ヤフーとプラス、アスクル岩田社長らの再任反対で議決権行使と発表

ヤフーとプラス、アスクル岩田社長らの再任反対で議決権行使と発表

独立社外取締役3人も、退任が事実上確定

※ヤフーに続いてプラスも議決権行使を発表したため、本日午後配信した記事を差し替えました

ヤフーとは7月24日、資本・業務提携しているアスクルが定時株主総会を8月2日開くのに際し、同社の岩田彰一郎社長の取締役再任に反対する議決権を行使したと発表した。

ヤフーは理由について「低迷する業績の早期回復、経営体制の若返り、アスクルの中長期的な企業価値向上、株主共同利益の最大化の観点から抜本的な変革が必要と判断した」と説明している。

また、独立社外取締役の戸田一雄、宮田秀明、斉藤惇の3氏についても「業績低迷の理由である岩田社長を任命した責任など総合的な判断」を理由に、再任反対の議決権行使を行ったと明らかにした。

アスクルはヤフーに対し、アスクルの個人向けインターネット通販「LOHACO(ロハコ)」の成長を図るという目的を達成する見込みが厳しくなったことなどを理由に、資本・業務提携の解消に向けた交渉を求めているが、ヤフーは「提携見直しは不要」として応じる構えを見せていない。

併せて、ヤフーに次いでアスクルの第2位株主となっているプラスも7月24日、ヤフーと同じく、アスクルの定時株主総会を前に、岩田社長と独立社外取締役3人の再任に反対する議決権行使を実施したと開示した。

プラスはその背景として、岩田氏は「業績低迷の責任などの理由から」と強調。独立社外取締役3人は「ロハコ事業成長の観点で最も重要なパートナーであるヤフーとの業務・資本提携関係の見直しという意見を出し、アスクルの企業価値を著しく損ねる可能性のあった独立社外取締役3氏の信任が難しいと判断した」と厳しく批判している。

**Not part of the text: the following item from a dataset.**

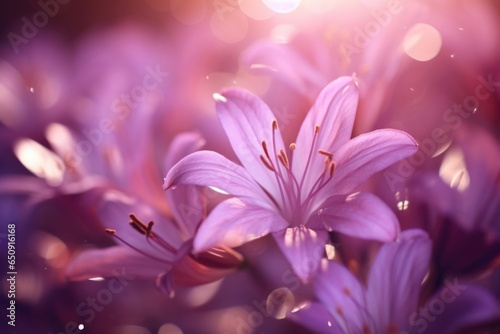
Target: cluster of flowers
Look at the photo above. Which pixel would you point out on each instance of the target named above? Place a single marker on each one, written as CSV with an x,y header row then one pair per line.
x,y
381,216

現在はヤフーがアスクル株式の約45%(議決権ベース)、アスクルも1割超をそれぞれ保有しており、両社が反対で足並みを完全にそろえたことで岩田氏は定時株主総会で取締役再任を否決され、社長退任を強いられることが事実上確定した。

ヤフーやプラスとアスクルの関係は回復が見込めないほどの悪化が決定的となった。今後はアスクルがヤフーに対し、提携契約の中に盛り込まれている、事業の独立性確保などで違反があった場合はアスクルが自社株式を売り渡すようヤフーに請求できる「株式売り渡し条項」を行使するかどうかが焦点となりそうだ。行使を決めた場合は法廷闘争に持ち込まれる可能性もあり、対立が長期化する恐れが出てきた。

「現体制維持と保身の行動」と強い不快感

また、プラスは再任反対の議決権行使に関する発表の中で、岩田社長が記者会見などで、プラスの今泉公二社長(アスクル社外取締役)が「ヤフーに利用された可能性は大いにあり得る」と発言していたことに言及。「憶測に基づく話をされている点について、大変残念に思っている」と非難した。

加えて、アスクルがヤフーとプラス両社の議決権行使に関する意向表明後にヤフーとの提携解消に動いた点に対し「担当取締役が本件発覚後の記者会見の場ですらロハコ事業での連携を含むヤフーとのシナジーを強調されていたことと相反しており、アスクルの業績の維持・向上のためではなく、岩田社長による現体制維持と保身のための行動にほかならないと捉えている。それを適切に是正できなかった独立社外取締役各位の姿勢は、少数株主の立場からしても遺憾であったことを付言する」と明言。アスクルサイドの動きに強い不快感を表明した。